Though Lunn sees herself as a bridge across a great divide, she doesn't want to be the only way across. Another of Infinity Dance Theatre's stated goals is "to develop a curriculum for teaching a wheelchair dance technique that is rooted in the disciplines of classical ballet, jazz and modern dance."

In addition to teaching dance education at Columbia University Teachers College, Lunn is also an instructor with the National Dance Institute (NDI), the seminal program founded by dance educator Jacques D'Amboise to expose inner-city public school children to dance. Lunn is NDI's only mobility-impaired educator, and the only teacher in the nationwide program to teach children with physical disabilities.

Lunn is also teaching dance instructors, in person and on video, how to transpose their lessons for a student who uses a wheelchair. Nondisabled dance educators, Lunn says, invariably express the same concern: "I don't know anything about wheelchairs." She tells them, "You don't need to. The person taking your class knows how to use the chair. What they don't know how to do is dance."

Lunn see professional wheelchair dance as another thread in dance's rich fabric. She remembers when a young African-American woman named Virginia Johnson wanted to be a classical ballerina. Johnson was advised to study tap or modern dance, because there was no future for a black woman in classical ballet. At the time there had been only one African-American professional ballet dancer, a man named Arthur Mitchell.

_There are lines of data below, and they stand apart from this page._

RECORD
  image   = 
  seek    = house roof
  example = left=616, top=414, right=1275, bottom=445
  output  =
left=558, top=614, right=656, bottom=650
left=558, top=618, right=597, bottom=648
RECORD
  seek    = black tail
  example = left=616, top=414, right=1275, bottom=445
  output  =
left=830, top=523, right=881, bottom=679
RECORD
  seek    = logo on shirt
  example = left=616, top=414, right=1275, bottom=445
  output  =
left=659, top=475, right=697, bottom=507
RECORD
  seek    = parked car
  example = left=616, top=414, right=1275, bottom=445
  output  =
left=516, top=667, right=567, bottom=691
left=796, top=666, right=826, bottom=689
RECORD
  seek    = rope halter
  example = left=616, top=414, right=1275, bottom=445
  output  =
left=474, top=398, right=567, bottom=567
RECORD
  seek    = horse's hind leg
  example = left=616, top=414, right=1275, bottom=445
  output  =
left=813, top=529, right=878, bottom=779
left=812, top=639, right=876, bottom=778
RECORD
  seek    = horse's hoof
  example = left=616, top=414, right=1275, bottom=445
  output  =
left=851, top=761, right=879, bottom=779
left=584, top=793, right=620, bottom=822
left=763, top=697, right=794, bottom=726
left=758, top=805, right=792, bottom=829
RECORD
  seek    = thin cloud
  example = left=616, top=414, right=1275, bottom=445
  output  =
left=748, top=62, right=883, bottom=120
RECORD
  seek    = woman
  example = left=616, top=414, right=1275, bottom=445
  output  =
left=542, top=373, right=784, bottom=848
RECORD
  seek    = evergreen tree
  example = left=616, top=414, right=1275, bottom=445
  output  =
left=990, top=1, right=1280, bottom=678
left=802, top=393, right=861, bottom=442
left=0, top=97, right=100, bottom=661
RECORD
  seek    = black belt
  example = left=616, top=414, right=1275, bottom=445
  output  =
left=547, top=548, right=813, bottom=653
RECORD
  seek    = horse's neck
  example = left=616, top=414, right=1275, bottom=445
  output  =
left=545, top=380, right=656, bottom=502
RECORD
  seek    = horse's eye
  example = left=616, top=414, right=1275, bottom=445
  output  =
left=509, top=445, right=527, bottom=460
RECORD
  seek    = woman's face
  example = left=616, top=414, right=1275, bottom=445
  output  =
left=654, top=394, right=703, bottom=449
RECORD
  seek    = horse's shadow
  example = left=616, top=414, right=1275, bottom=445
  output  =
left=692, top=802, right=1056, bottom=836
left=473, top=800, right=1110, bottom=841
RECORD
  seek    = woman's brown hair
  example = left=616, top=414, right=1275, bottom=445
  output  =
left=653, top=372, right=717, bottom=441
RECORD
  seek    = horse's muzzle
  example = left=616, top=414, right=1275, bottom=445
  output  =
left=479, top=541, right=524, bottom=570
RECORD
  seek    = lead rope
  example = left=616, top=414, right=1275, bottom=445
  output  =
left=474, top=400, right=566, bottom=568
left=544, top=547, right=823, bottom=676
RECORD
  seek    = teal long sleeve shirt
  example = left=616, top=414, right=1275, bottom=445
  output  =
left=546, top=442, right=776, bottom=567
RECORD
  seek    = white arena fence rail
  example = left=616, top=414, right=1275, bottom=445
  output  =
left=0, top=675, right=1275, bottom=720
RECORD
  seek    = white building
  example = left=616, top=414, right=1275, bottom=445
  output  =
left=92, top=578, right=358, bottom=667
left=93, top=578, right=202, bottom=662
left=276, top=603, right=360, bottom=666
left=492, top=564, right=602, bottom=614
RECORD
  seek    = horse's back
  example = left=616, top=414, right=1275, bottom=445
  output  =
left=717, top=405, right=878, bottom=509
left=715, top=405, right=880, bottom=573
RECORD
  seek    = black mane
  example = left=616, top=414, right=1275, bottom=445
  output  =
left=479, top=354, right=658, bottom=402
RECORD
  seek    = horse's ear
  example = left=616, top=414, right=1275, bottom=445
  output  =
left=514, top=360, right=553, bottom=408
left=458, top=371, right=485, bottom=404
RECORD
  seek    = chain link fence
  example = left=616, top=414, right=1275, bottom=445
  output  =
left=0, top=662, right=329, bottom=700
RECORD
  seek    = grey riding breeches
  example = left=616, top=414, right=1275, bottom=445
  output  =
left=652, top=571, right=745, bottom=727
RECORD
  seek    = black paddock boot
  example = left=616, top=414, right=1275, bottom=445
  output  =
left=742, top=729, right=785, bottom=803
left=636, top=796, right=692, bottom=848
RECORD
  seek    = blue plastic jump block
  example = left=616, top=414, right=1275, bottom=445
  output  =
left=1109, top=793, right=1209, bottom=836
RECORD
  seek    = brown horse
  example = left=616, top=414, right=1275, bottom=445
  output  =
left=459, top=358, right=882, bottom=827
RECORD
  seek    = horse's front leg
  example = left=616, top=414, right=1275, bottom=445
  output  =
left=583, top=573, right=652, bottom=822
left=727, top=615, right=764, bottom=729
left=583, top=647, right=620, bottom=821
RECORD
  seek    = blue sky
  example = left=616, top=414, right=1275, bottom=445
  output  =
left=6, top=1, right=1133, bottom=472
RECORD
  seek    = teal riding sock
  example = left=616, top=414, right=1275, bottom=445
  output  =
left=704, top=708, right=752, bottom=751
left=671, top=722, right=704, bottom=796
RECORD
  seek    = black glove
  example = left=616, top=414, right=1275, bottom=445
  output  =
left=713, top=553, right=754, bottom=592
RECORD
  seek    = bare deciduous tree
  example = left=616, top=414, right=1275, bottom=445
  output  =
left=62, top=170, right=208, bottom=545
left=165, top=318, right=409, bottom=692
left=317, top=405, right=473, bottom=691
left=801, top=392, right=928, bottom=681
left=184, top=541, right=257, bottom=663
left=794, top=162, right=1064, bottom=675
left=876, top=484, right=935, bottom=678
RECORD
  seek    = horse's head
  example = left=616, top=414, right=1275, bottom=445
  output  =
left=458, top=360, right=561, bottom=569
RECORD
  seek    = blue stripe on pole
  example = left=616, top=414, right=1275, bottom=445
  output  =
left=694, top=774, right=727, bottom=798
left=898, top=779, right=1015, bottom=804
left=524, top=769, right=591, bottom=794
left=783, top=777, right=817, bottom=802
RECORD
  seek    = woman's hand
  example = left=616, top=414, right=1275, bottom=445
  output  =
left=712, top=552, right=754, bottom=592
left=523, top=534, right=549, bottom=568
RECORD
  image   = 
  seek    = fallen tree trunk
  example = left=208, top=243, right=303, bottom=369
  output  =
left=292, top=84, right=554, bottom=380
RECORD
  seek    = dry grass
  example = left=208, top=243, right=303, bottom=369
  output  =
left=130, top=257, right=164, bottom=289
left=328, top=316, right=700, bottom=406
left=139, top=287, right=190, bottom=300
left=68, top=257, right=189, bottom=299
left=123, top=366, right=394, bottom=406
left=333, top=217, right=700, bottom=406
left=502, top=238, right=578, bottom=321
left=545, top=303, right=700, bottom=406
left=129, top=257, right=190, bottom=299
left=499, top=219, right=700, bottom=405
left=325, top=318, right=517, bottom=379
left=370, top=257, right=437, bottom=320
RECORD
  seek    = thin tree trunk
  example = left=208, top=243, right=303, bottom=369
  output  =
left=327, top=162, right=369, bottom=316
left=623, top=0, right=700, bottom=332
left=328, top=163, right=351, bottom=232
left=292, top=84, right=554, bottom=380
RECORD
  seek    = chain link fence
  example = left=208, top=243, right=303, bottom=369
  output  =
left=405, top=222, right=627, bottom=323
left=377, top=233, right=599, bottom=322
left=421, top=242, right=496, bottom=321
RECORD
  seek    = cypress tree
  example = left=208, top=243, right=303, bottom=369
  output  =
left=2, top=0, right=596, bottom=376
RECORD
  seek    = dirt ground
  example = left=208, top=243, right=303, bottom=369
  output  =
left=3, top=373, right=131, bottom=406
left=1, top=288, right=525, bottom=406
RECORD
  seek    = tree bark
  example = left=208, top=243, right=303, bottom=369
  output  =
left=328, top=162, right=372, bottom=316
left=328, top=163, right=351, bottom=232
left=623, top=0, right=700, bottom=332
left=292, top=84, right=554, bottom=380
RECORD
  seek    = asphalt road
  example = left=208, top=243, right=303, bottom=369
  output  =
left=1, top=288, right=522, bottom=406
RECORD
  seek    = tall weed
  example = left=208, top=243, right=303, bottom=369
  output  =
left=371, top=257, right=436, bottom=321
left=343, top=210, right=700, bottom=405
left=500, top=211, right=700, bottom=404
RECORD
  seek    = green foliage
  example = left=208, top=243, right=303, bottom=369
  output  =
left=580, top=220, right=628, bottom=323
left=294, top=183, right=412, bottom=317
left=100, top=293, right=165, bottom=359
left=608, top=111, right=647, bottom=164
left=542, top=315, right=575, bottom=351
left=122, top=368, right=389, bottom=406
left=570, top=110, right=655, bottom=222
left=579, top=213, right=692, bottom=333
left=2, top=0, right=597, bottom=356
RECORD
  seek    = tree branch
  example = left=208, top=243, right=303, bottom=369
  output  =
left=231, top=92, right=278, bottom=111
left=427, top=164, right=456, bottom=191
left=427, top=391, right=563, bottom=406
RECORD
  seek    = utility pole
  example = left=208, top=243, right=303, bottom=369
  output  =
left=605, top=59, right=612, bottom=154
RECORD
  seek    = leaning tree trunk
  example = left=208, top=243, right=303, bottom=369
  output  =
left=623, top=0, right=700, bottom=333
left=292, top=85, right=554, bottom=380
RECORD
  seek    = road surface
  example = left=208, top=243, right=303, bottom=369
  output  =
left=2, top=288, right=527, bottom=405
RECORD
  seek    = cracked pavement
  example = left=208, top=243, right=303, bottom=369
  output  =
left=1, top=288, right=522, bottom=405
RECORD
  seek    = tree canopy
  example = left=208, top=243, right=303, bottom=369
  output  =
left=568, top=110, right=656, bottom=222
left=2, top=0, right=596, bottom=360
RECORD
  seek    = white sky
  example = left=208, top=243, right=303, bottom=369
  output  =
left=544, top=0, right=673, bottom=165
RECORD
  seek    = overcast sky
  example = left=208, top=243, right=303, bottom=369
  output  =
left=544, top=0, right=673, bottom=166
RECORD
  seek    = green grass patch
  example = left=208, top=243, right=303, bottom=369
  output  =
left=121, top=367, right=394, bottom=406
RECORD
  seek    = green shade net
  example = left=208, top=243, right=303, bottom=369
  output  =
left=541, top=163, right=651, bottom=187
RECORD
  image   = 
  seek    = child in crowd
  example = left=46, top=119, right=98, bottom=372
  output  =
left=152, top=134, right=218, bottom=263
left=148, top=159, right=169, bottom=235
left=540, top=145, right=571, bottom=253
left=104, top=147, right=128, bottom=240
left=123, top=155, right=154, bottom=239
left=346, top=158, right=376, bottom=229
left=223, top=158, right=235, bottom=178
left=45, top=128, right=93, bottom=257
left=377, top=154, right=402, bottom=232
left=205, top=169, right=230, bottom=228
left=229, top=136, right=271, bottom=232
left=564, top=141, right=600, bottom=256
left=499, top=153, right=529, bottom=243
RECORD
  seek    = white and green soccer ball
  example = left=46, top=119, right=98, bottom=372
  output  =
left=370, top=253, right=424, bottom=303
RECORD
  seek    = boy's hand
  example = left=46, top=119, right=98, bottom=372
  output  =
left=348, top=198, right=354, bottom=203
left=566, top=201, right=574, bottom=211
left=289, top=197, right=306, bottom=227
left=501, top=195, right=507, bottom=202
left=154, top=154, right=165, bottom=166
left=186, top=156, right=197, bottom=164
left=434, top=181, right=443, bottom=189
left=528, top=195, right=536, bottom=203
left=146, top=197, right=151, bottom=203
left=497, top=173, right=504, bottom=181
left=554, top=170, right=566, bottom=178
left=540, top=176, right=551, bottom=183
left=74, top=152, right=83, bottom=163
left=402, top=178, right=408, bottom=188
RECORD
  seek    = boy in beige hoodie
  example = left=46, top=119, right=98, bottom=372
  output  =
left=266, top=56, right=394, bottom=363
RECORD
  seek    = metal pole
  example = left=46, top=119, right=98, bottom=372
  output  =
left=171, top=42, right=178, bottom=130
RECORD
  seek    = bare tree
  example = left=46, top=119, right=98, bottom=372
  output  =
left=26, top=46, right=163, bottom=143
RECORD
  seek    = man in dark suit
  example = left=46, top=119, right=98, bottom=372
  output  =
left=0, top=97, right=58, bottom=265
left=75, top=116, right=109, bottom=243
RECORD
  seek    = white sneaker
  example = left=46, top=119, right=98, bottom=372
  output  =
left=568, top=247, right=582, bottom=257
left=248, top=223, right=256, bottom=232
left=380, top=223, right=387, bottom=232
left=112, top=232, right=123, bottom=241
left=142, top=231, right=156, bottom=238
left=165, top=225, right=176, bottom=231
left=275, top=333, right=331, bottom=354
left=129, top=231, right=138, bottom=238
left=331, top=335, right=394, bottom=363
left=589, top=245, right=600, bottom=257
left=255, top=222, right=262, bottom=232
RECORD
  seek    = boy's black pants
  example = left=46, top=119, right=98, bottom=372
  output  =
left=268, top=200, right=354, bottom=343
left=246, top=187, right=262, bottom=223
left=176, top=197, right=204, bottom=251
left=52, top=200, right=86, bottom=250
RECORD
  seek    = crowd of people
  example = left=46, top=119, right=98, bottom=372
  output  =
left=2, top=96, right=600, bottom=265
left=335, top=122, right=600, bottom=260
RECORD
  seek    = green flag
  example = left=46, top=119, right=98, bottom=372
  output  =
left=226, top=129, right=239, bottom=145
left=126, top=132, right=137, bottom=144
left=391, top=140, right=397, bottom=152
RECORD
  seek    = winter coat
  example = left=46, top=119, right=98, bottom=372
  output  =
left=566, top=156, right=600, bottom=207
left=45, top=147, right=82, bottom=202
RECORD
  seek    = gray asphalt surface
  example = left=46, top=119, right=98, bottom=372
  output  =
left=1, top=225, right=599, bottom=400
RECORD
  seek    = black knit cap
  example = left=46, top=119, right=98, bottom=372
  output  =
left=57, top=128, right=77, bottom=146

"Virginia Johnson said no," says Lunn. "She wanted to do the classical repertoire, she wanted to be Sleeping Beauty and Giselle. A short time later, Arthur Mitchell started Dance Theatre of Harlem, and Virginia Johnson went on to become the first African-American classical ballerina. As a result of Virginia saying no, there are now African-American professional ballet dancers. It may be 20, 50 or 100 years before there are dancers using wheelchairs in classical ballet companies. But I guarantee you that it will never happen if we don't start laying the groundwork."